[En-Nut-Discussion] Is this a bug or a 'Feature' ?

Harald Kipp harald.kipp at egnite.de
Thu Apr 3 11:37:39 CEST 2003


>
>On this note - has anyone had nut application that have run for months on
>end?

This will now become a long response.

We had been running several tests including long time stability
checks since the very first release and all tests were passed
without problem.

However, using Ethernuts in a real time world was different. It
later failed on large incoming packets (ping -l10000) for a
long time and using the public Internet was a whole different
story with all its delays and missing packets.

PPP requires even more. It is slow and packets may get corrupted
quite often. Just yesterday we detected another bug in the TCP
state machine. It appears when the peer doesn't receive the
ACK segment of a newly opened TCP window.
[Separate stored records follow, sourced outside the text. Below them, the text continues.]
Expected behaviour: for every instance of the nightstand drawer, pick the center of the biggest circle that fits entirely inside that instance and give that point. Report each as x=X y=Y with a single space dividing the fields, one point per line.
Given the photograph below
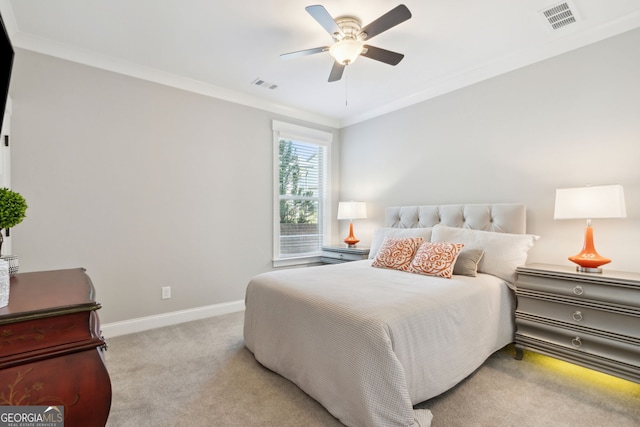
x=581 y=289
x=601 y=318
x=538 y=335
x=338 y=254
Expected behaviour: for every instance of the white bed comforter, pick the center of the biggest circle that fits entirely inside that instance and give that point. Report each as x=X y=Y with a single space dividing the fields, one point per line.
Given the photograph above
x=369 y=343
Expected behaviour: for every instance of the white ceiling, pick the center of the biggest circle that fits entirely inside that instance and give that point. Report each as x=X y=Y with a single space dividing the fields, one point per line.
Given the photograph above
x=219 y=47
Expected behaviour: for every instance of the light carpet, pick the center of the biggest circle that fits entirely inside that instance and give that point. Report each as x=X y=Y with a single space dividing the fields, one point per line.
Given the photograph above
x=200 y=374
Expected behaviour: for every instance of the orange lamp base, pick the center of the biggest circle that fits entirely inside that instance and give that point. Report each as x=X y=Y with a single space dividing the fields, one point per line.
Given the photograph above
x=589 y=261
x=351 y=240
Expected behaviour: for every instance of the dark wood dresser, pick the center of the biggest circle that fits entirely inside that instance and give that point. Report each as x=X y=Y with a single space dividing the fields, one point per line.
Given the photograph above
x=51 y=347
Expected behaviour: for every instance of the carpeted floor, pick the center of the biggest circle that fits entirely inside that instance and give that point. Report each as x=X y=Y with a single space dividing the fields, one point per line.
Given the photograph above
x=199 y=374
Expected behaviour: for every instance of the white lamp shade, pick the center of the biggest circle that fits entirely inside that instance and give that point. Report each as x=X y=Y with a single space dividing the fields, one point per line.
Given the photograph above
x=346 y=51
x=352 y=210
x=602 y=201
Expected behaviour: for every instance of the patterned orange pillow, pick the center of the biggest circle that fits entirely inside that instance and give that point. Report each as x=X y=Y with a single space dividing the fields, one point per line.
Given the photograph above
x=397 y=252
x=435 y=259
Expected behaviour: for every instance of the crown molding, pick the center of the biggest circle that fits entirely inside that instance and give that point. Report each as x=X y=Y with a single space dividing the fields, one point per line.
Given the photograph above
x=86 y=57
x=505 y=64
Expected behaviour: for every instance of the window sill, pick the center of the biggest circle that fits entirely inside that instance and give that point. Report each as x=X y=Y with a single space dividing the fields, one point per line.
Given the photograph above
x=296 y=261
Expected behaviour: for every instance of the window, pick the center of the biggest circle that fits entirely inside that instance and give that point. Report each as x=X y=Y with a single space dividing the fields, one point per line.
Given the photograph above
x=301 y=175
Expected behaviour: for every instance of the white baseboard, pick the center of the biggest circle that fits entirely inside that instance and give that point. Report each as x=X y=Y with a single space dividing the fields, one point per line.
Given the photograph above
x=110 y=330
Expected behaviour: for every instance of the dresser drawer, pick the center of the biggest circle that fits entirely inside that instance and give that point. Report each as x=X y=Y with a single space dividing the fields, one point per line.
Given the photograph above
x=627 y=296
x=602 y=319
x=580 y=342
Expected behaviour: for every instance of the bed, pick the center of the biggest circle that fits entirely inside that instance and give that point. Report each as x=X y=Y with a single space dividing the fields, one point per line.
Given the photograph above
x=370 y=343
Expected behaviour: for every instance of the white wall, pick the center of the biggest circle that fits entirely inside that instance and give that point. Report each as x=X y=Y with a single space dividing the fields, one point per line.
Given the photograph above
x=564 y=122
x=143 y=185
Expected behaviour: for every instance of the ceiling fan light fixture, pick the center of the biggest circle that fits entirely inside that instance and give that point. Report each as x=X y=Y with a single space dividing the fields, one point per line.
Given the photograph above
x=346 y=51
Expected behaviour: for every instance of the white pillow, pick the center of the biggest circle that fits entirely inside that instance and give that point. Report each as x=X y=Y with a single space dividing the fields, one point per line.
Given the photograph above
x=503 y=252
x=381 y=233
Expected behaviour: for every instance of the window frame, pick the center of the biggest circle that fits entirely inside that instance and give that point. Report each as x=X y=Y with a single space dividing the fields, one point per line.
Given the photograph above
x=303 y=134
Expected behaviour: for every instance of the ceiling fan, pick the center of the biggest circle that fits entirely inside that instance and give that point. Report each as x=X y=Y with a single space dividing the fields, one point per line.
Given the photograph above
x=349 y=37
In a local LAN this
almost never happens unless you are transfering large amounts
of data to the Ethernut board.

One of our Ethernut based applications is using TCP and UDP
in a non-stop system in a low traffic LAN. It works without
failure since more than half a year, using this old buggy
scrap named Version 2.4.2. :-)

Right now we are testing a 24 kBit MP3 stream on a 57600 Baud
analog modem line to the public Internet. (Don't try this with
Ethernut 1.3, you need Ethernut 2 banked memory). It runs
without general failure, but loses connection sometimes after
a few minutes, sometimes it runs for hours. This may not be
Ethernut's fault, but it's naturally difficult to track.

Beside Ethernut 2 we will soon publish a new revision F of
Ethernut 1.3. It includes a minor modification, based on a very
smart idea of Richard D. Hornbaker, using the IOCHRDY line of
the RTL8019AS to generate interrupts. Without this mdofication,
Ethernut is almost unable to transmit packets during heavy
broadcast showers, for example.

Putting it together: You can build a very reliable application
for a specific environment, which may miserably fail under
different circumstances. During the last two years many people
contributed to the code and spend many hours to track down
problems. The current stability confirms, that our decision to
keep it Open Source, was the best decision we could make.